We didn’t think that an acquisition of a repository of configuration definitions, or a decision to change between configuration tools, should completely destroy the value of the investment already made in the prior platform.

As mentioned above, Cisco IAC’s configuration management accelerator uses TOSCA-based models to define whole application stacks, including the networking connectivity between virtual machines. To make this easy to use, we are bringing out a new drag-and-drop graphical interface to aid in authoring these high-level application models that can be ordered through Cisco’s industry-leading service portal.

Application Stack Canvas Image
Sample Application Stack

But this accelerator is not just about configuration. There’s a process to consider here. Click on the image.

It starts when IAC automatically inspects the Chef and Puppet repositories for available system blueprints. A cloud administrator can view these and approve them for use in application stacks. Once approved, the blueprints are available to application stack designers as icons to drag into the canvas shown in the screenshot above. During this creation phase, the stack designer can place constraints around parameters so that some can be safely exposed to the end users while others are completely hidden and determined programmatically.  Cisco IAC streamlines and automates the vetting and approval process and once approved, blueprints are released to end users for their consumption.

The end result is that whole application stacks become simple items to safely order from our industry-leading service catalog.

But aren’t those blueprints a lot of work to write?

In a session at VMworld this week, VMware mentioned vCAC integration with Puppet and PuppetForge as a source of configuration images. Out of the gate, their users will have access to thousands of Puppet scripts built by the community, which sounds fantastic, and absolutely validates the approach we took.  We just have a different perspective on relevance. The public repositories (PuppetForge, Github, etc.) make their respective tools viable because these repositories are the key to not having to author everything from scratch.  At the same time, only the simplest and probably least valuable blueprints can be downloaded from a public repository and used without modification. Does it have the right parameterization? Does it make assumptions about the available LDAP directory that are not valid in your environment?  Did the author gracefully handle error cases that are unique to your environment? Often not. Our focus has been on the enterprise internal repositories rather than the public ones. The enterprise’s repository is the superset of its own blueprints plus the relevant, customized ones downloaded from the public repositories. In other words, the enterprise repository will likely not have as many blueprints as Github, but will have the ones that matter to the enterprise. 

IAC’s solution inspects one or more enterprise repositories (remember the corporate acquisition point), and exposes services based on those blueprints via the process I described earlier. The result is that only the relevant subset of the applications available from the public repositories show to the stack designers and end users, without thousands of “noise” items.

Oh, yeah.  Hardware.

Cisco is still a major hardware company, and our customers still care about hardware in addition to virtualized infrastructure.
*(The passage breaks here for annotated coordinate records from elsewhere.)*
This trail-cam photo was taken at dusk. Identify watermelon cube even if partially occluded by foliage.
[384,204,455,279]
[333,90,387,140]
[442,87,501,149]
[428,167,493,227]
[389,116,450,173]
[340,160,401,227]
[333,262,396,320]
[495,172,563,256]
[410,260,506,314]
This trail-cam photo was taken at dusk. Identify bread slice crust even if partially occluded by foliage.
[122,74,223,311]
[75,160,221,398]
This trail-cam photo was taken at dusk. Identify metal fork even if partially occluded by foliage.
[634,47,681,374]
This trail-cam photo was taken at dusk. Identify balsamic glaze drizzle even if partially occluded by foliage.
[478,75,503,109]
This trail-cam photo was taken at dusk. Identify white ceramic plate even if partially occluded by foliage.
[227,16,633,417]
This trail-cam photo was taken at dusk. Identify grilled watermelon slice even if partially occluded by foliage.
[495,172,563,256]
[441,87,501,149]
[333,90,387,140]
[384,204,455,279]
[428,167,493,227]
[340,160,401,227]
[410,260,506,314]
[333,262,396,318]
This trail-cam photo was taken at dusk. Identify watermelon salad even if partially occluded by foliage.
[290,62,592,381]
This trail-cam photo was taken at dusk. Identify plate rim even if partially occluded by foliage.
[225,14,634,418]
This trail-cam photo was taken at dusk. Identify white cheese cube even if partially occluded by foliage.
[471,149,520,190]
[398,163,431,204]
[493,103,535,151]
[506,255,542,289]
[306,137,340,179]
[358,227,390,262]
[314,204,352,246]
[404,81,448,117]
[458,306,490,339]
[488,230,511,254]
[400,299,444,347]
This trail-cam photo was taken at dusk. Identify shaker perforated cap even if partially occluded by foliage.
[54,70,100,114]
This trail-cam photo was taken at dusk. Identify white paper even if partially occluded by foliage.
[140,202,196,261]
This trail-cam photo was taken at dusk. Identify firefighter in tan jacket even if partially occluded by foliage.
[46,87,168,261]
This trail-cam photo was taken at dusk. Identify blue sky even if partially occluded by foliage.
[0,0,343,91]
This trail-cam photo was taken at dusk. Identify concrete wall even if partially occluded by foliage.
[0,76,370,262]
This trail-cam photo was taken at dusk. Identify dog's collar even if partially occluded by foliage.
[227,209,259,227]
Puppet and Chef have no problem configuring bare-metal servers, so why should the cloud management platform?  IAC already does bare metal as well as virtual for IaaS.  Furthermore, in between virtualized network devices, you will usually find physical network devices on which multi-tier applications depend. As our customers’ cloud environments grow in usage, they grow in how dynamically they need to change. Preprovisioning physical network and storage resources for virtualized cloud use cases gets to be a much bigger job when users are ordering more than just virtual machines, so automated physical provisioning becomes more critical. The application stack models may not have an awareness of the physical or virtual nature of the hardware, but the provisioning platform better know what to do when consuming the TOSCA models. If the application stack requires physical provisioning, IAC will do it. Our customers would expect no less from us. We expect no less from ourselves.